Elle n'a pas voulu se soigner. Elle est entourée de ses deux soeurs et son père.

Avis Emily Brontë Une vie de Denise le Dantec
Dans la famille Brontë, on demande l'auteur d'un seul roman qui aura du succès après sa mort, Les Hauts de Hurlevent. Cet auteur est Emily Brontë, morte à 30 ans des suites de maladie. Elle est la soeur d'Anne, Charlotte et Branwell Brontë. Ses frères et soeurs sont également morts très jeunes. Seules Anne et Charlotte ont connu du succès du temps de leur vivant. Deux siècles plus tard, les livres de ces femmes s'achètent toujours autant, se lisent toujours autant et sont toujours étudiés.

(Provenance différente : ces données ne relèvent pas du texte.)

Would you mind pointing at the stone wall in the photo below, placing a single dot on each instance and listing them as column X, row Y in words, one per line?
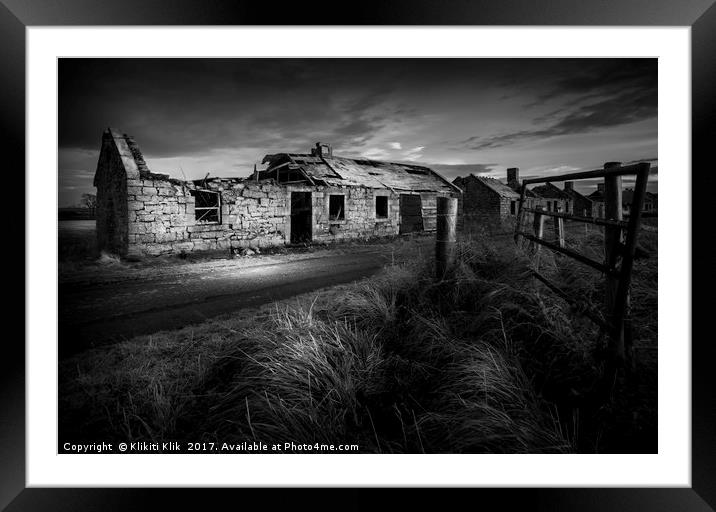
column 141, row 213
column 162, row 220
column 480, row 207
column 162, row 216
column 111, row 213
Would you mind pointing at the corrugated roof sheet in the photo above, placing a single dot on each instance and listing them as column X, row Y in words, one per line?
column 574, row 195
column 492, row 183
column 339, row 171
column 550, row 191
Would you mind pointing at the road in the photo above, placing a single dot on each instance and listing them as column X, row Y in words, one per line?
column 119, row 304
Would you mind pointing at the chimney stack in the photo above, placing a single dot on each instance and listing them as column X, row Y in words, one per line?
column 513, row 177
column 322, row 149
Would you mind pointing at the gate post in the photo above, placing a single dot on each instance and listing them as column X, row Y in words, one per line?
column 559, row 228
column 612, row 244
column 445, row 235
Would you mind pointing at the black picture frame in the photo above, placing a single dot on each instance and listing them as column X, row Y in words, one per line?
column 700, row 15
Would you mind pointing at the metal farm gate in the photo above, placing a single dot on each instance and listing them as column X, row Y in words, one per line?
column 620, row 243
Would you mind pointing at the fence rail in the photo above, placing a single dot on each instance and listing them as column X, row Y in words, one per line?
column 620, row 242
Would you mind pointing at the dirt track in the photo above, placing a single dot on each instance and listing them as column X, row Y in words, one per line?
column 104, row 305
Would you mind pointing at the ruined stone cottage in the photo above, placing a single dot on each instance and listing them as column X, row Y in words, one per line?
column 313, row 197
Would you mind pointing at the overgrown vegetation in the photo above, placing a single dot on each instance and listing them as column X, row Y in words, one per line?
column 486, row 360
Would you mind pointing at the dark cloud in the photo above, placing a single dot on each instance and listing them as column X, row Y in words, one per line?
column 621, row 108
column 223, row 114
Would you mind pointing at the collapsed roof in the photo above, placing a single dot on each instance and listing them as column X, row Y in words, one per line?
column 339, row 171
column 493, row 184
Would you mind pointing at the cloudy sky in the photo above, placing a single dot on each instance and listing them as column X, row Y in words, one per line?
column 193, row 116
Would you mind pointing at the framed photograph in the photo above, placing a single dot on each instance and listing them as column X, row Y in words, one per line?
column 423, row 255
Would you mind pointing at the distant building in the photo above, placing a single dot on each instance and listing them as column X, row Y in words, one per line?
column 513, row 181
column 485, row 201
column 553, row 198
column 578, row 204
column 650, row 201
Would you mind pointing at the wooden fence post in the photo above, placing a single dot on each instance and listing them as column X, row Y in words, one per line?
column 612, row 251
column 538, row 226
column 446, row 234
column 559, row 228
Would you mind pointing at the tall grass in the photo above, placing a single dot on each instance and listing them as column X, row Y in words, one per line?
column 483, row 361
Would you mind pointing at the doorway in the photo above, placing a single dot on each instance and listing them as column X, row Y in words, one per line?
column 301, row 217
column 411, row 213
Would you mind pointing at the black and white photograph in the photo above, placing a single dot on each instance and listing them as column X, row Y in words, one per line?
column 357, row 255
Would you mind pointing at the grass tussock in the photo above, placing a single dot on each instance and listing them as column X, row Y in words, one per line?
column 483, row 361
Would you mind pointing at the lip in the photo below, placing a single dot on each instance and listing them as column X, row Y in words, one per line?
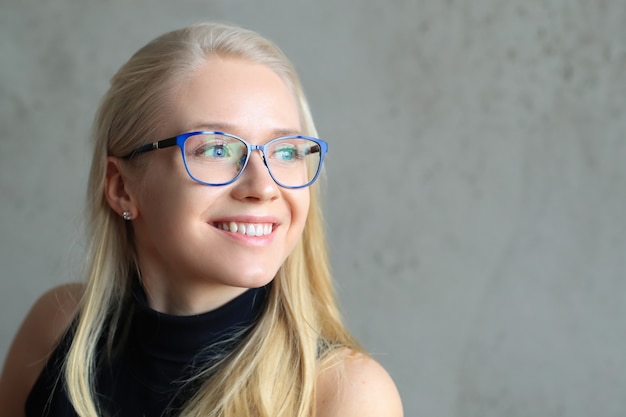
column 248, row 240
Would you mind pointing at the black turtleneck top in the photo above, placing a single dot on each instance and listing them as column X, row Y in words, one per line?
column 148, row 372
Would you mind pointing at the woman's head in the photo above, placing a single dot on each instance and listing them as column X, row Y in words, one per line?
column 205, row 77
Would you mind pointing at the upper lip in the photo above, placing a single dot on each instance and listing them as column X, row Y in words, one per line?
column 247, row 219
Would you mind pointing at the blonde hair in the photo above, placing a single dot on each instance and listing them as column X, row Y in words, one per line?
column 273, row 372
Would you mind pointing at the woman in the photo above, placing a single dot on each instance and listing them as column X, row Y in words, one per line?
column 209, row 292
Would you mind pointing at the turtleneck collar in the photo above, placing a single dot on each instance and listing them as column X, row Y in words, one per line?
column 164, row 346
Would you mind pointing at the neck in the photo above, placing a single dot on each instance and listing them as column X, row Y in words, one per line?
column 184, row 298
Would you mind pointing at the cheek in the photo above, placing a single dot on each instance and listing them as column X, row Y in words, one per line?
column 300, row 203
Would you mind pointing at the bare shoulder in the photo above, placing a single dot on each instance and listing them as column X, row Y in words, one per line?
column 357, row 386
column 36, row 338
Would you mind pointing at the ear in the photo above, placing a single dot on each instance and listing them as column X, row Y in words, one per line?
column 117, row 189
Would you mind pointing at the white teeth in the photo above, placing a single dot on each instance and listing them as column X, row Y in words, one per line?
column 249, row 229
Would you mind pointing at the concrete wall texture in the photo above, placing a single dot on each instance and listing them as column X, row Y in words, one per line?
column 476, row 183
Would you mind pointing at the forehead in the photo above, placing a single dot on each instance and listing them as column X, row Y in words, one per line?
column 248, row 97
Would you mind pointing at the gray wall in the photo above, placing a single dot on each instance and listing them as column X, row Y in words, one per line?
column 476, row 182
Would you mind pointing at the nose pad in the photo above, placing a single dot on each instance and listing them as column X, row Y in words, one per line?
column 256, row 182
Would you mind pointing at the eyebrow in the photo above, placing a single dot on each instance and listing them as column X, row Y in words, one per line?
column 232, row 129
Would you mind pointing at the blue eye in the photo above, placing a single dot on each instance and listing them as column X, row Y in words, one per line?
column 285, row 153
column 214, row 150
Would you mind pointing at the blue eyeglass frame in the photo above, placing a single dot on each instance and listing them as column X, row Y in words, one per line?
column 180, row 140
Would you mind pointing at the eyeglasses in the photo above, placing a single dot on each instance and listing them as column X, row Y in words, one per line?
column 218, row 158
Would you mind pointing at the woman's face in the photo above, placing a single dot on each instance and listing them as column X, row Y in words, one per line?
column 188, row 262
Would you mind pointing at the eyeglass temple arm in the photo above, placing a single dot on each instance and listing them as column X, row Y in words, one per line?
column 165, row 143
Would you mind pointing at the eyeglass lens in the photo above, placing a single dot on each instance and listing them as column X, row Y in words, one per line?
column 218, row 158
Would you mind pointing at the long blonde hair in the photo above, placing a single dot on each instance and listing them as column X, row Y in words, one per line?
column 273, row 372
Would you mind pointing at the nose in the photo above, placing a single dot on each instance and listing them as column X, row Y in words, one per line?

Emily Brontë ne laisse que ses écrits pour parler d'elle, et encore ils n'ont pas tous été retrouvés. le reste n'est qu'interprétations, études de la vie de la famille, témoignages de ceux qui lui ont survécu ou encore la passion d'un auteur qui, adolescente, découvre les Hauts de Hurlevent. Il a fallu des années pour tenter d'écrire sur un tel personnage, amasser quantité d'informations pour écrire cette biographie qui comporte de nombreux vers de l'auteur pour coller à l'époque de la vie d'Emily Brontë.

Le père d'Emily Brontë a pris en charge l'éducation de son unique fils. Ce dernier présente, déjà, des soucis psychologiques. Il doit donc être protégé. le manque d'argent est présent. Les filles, après la mort de leur mère, prendront en charge l'entretien de la maison avec leur tante qui les éduquera. Mais tous ont du temps libre pour parcourir les landes, lire encore et toujours, que ce soit des journaux, des livres, et surtout écrire à plusieurs mains. Raconter des histoires issues de leur imagination mais aussi de tout ce qu'ils peuvent lire. En ce temps-là, le père va tenter de faire instruire leurs filles. Mais cela se passe mal. Deux tombent malades et meurent. Les suivantes, Charlotte et surtout Emily, n'auront de cesse que de revenir chez elles. Charlotte, qui devient l'aînée de la famille, a toujours eu à coeur de parcourir l'Europe. Elle y parviendra en travaillant et en s'instruisant. Emily s'est rapprochée de sa jeune soeur, Anne. Une relation qui unira pendant de nombreuses années les petites filles, devenues grandes. Emily, avec son caractère entier, prompt à la colère, aide les plus faibles. Elle sera la seule à tenter d'adoucir les derniers mois de vie de son frère.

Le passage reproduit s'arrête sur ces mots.